酒吞童子六感最為靈敏,率先扇了幾下鼻翼,試探著放低手腕,把腦袋從杜遠左肩露出,「什麼味道?誰烤肉了?咦——那些光呢?哇哈哈哈哈,我又能動了!謝謝你!」
「謝謝你」三個字一出,杜遠被隨手甩到一邊,落在已然乾涸的巨型浴缸之中。
酒吞拍了拍雙掌,檢視自身,「還好,還好……都是皮肉外傷,還沒傷筋動骨。不然又得換個肉身棲附。」
淳于帆也被同時解開了關聯鎖定,此刻他背上綠芒全無——還不止如此,連帶那奇異的紋身也消失不見!只留下一身光滑白皙的緊緻皮膚。
他彷彿有些眩暈,精神無比委頓,但還是艱難地轉過身來,硬撐著喝問,「你……你把我義弟如何了?!」
酒吞童子笑成一朵邪惡的大麗花,「嘖嘖,城府很深啊你——都說天朝人士善弄詭計,果然名不虛傳。差點把本座煉化成飛灰……不過你失算了,這個笨蛋替我擋了災。我會善待他的遺體,或許泡在酒里是不錯的選擇?至於你,罪無可赦,只有去死!」
說完周身蓬起濃濃黑霧,把法力瞬間提升到巔峰,夸脫一聲,又把淳于帆吸附到手中,死死卡住喉嚨。
這回,兩人是臉對著臉,酒吞獰笑著把鼻息噴在對方面龐上,「你失去所謂的『真經』,再嗶嗶也沒用了。
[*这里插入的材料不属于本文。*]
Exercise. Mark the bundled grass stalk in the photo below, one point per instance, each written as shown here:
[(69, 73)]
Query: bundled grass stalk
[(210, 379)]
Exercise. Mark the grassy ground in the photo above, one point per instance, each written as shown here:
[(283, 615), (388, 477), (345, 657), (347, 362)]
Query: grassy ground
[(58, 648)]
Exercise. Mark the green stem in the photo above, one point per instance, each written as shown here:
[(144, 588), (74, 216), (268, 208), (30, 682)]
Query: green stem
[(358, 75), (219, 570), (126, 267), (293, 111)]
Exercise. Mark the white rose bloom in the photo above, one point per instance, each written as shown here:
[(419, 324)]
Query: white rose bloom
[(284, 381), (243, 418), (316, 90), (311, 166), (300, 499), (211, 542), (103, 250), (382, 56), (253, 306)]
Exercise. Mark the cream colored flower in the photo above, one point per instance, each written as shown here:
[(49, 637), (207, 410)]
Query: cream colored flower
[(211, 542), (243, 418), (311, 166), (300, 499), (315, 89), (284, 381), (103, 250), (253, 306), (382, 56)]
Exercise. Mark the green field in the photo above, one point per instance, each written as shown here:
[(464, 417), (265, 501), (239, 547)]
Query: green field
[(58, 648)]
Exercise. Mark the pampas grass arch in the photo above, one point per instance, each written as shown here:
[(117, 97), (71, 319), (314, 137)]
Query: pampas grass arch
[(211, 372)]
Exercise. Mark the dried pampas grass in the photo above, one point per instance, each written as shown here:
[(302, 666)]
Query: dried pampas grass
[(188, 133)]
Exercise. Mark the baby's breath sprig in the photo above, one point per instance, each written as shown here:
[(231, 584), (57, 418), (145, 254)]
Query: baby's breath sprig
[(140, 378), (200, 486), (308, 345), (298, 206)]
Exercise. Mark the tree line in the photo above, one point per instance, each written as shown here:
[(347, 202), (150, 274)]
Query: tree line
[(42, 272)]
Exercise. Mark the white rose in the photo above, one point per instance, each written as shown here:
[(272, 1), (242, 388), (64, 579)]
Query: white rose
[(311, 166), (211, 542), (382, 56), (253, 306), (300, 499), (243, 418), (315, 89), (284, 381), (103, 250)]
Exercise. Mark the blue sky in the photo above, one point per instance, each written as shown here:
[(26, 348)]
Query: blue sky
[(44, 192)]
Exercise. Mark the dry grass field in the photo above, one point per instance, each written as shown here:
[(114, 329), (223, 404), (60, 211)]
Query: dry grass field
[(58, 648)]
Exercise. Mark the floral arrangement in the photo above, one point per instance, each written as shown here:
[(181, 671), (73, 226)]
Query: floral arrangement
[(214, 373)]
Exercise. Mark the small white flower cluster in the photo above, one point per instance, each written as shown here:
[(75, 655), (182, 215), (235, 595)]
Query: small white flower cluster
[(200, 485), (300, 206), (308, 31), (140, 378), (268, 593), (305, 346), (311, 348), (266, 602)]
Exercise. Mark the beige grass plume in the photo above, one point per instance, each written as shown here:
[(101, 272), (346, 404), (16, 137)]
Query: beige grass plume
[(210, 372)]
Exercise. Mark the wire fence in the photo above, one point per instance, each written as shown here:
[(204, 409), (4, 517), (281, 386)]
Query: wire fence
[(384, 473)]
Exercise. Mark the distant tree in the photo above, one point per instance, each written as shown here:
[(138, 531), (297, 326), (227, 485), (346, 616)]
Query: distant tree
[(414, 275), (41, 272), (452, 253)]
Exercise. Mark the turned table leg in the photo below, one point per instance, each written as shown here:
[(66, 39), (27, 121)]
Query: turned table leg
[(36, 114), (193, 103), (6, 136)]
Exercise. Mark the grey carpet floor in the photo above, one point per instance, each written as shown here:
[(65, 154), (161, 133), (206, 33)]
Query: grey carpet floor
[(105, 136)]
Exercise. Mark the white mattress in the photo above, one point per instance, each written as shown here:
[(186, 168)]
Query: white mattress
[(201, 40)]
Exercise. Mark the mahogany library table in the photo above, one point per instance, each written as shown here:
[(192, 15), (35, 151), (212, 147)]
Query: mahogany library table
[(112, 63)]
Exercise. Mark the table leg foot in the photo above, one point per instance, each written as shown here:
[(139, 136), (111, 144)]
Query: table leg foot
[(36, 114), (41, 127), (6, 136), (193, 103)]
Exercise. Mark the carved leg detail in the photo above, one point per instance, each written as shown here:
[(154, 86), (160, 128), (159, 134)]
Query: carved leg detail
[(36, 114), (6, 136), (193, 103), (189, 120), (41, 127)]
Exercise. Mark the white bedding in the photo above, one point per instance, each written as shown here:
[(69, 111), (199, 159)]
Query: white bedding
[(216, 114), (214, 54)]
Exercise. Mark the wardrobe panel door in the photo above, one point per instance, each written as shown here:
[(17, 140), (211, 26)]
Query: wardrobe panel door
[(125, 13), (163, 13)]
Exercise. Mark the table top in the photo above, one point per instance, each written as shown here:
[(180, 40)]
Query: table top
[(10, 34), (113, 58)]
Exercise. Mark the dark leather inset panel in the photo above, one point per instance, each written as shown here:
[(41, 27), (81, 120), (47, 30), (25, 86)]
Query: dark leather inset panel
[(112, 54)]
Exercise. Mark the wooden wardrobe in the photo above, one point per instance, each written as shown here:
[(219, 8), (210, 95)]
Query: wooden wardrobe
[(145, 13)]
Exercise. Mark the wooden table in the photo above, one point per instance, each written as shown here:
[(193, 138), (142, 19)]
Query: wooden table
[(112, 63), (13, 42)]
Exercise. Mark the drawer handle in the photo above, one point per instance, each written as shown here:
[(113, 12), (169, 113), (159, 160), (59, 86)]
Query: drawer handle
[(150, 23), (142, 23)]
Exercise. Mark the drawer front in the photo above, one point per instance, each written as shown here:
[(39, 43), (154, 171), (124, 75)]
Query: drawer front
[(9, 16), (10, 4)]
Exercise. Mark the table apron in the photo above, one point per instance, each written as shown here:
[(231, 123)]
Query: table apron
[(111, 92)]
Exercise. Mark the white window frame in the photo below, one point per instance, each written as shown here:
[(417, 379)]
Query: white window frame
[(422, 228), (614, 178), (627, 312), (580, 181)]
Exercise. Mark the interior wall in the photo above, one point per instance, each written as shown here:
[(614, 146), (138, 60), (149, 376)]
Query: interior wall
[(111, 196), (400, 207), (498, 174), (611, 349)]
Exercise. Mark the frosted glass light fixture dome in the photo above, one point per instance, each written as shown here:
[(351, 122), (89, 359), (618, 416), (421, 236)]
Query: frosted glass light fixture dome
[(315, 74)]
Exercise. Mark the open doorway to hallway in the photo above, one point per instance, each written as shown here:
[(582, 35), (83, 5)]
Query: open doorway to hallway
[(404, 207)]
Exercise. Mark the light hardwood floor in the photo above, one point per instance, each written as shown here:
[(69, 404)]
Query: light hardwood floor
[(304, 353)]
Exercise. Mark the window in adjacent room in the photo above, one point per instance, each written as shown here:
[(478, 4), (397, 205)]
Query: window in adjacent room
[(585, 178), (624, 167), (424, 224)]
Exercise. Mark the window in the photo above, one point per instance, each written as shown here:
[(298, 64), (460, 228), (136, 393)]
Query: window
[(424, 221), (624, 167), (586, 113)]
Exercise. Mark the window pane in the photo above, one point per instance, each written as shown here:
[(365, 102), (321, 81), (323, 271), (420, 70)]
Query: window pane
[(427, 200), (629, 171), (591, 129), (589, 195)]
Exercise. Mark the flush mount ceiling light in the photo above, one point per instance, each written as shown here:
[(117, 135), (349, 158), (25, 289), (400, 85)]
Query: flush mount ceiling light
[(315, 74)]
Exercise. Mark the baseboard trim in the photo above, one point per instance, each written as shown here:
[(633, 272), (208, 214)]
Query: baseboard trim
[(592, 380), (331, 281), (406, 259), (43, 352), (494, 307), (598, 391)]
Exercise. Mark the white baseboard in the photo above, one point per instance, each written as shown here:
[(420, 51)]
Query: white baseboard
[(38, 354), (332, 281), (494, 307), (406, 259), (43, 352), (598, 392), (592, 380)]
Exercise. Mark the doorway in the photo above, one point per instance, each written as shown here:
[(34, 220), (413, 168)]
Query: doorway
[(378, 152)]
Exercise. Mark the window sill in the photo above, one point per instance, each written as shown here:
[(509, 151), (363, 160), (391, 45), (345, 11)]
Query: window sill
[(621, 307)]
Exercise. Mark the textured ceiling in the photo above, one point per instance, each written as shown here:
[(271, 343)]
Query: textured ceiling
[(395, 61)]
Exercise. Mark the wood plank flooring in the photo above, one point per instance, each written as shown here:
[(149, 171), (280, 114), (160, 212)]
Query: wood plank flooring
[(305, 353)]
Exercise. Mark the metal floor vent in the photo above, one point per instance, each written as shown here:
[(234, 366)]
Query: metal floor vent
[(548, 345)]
對我而言,等同於毫無價值的廢人。這樣吧,我把你掐暈,趁鮮活做成切片刺身,就著本土絕品清酒下菜,如何?嘖嘖,不錯不錯,就這麼辦!」
他手上漸漸收緊,欣賞著獵物絕望掙扎,臉上露出無比享受的表情。
「走你——」
一聲大吼從他身後響起,酒吞一激靈,猛然轉頭望去。
不知什麼時候,杜遠從巨型浴缸中站了起來,目光堅毅,眼神中似乎多了些什麼……
「你……你怎麼還沒……」酒吞的話沒說完,被一輪巨大的金環套起,連帶手中的淳于帆,一起被杜遠擼進了七寶玲瓏塔!
咣當,咕嚕嚕嚕……兩人齊齊摔入骨塔底層,未等爬起,塔壁閃現柔和光芒,杜遠也欺身跟了進來。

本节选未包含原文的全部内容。